Questions From Readers
● Genesis 11:1 says that before the confusion of tongues at Babel, all the earth spoke one language; yet, earlier, Genesis 10:5 seems to suggest that various tongues already existed. How can this be understood?
Speaking of Noah’s descendants through his grandson Javan, Genesis 10:5 says: “From these the population of the isles of the nations was spread . . . , each according to its tongue, according to their families, by their nations.”
Genesis chapter 10 presents what is commonly known as the “Table of the Nations.” It lists 70 families or nations descending from Noah’s sons, giving some indication of where these eventually spread to and settled. Of course, Moses recorded this centuries after the Flood and the confusion of languages at Babel. So he was in position to bring together in what is now Genesis chapter 10 details of how things worked out over the centuries.
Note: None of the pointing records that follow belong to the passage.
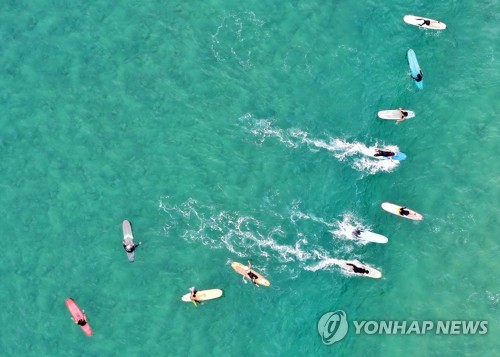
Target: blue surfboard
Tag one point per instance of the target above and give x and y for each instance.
(414, 68)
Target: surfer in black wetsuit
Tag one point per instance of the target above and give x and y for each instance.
(404, 114)
(131, 247)
(193, 295)
(358, 270)
(384, 153)
(425, 22)
(253, 277)
(420, 76)
(403, 212)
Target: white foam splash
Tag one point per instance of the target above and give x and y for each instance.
(361, 155)
(246, 236)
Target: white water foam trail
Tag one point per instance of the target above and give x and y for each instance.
(362, 155)
(246, 236)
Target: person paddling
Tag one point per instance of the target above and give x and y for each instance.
(130, 247)
(358, 270)
(403, 211)
(420, 76)
(251, 275)
(193, 295)
(384, 153)
(404, 115)
(425, 22)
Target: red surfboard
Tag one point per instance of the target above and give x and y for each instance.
(78, 315)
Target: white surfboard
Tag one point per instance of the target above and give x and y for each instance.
(128, 239)
(419, 21)
(394, 114)
(373, 237)
(394, 209)
(203, 295)
(368, 271)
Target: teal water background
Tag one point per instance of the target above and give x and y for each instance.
(232, 131)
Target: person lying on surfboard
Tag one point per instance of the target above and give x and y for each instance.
(420, 76)
(193, 295)
(81, 322)
(250, 274)
(131, 247)
(384, 153)
(402, 211)
(404, 114)
(425, 22)
(358, 270)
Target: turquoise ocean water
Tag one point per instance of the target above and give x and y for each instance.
(234, 131)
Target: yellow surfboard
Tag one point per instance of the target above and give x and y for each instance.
(245, 271)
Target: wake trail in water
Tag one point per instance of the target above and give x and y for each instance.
(356, 154)
(286, 242)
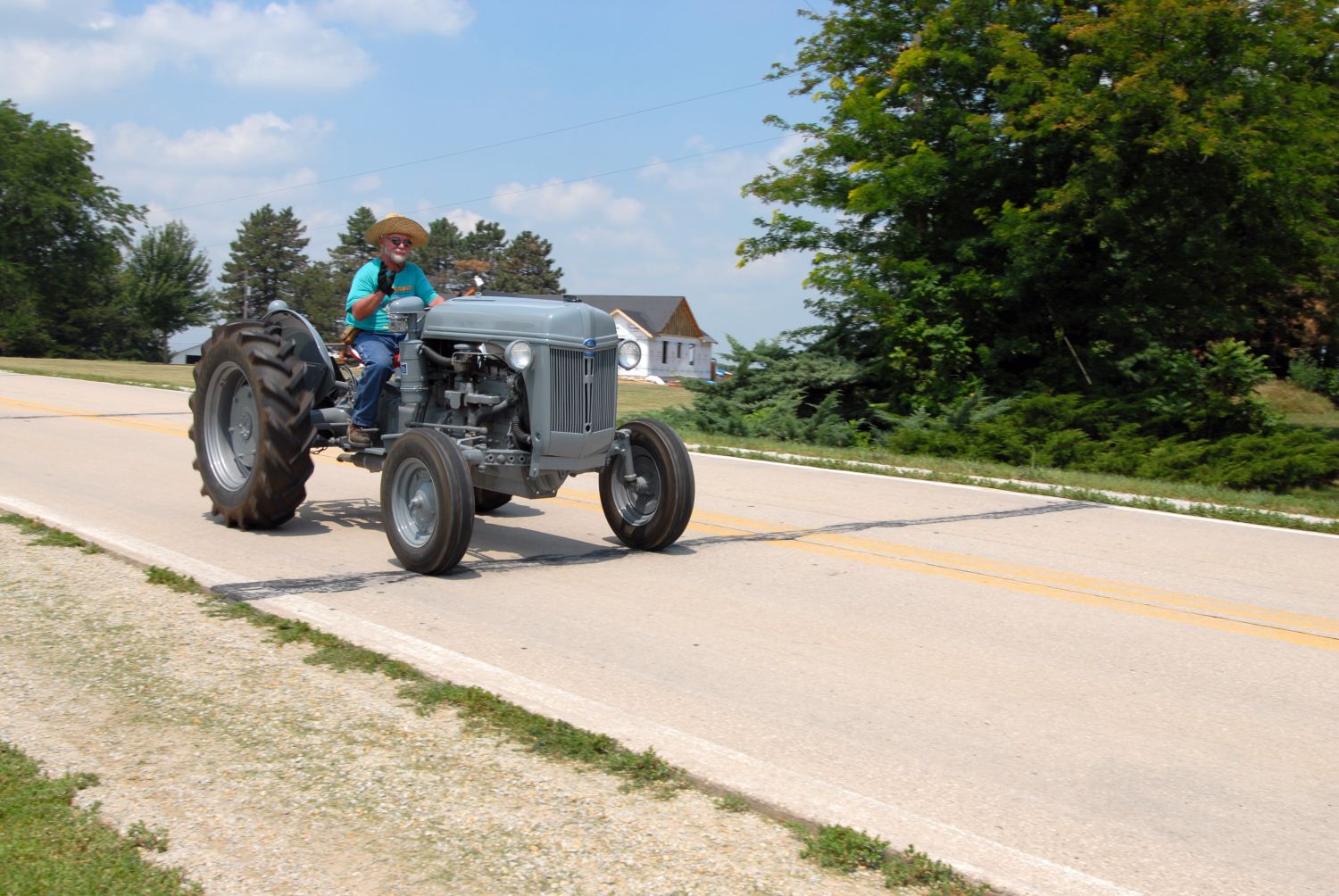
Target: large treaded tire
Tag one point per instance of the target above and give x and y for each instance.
(651, 513)
(428, 502)
(251, 423)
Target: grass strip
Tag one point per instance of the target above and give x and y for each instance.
(50, 845)
(845, 850)
(835, 847)
(484, 709)
(45, 535)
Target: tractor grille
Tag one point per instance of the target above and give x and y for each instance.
(586, 390)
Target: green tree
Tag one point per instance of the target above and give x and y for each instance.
(1036, 192)
(165, 284)
(61, 237)
(265, 264)
(527, 265)
(438, 256)
(353, 251)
After Genesis chapter 10 gives the details of the “Table of the Nations,” chapter 11 takes up the narrative or chronological history with Babel and shows how it was that many languages came about and why peoples spread over the globe.—Gen. 11:1-9.
Thus the references in the 10th chapter to various languages are not to be understood as meaning that these developed prior to the confusion of languages at Babel. (Gen. 10:5, 20, 31, 32) But those tongues were later found among Noah’s descendants, whose lineage is provided in that chapter.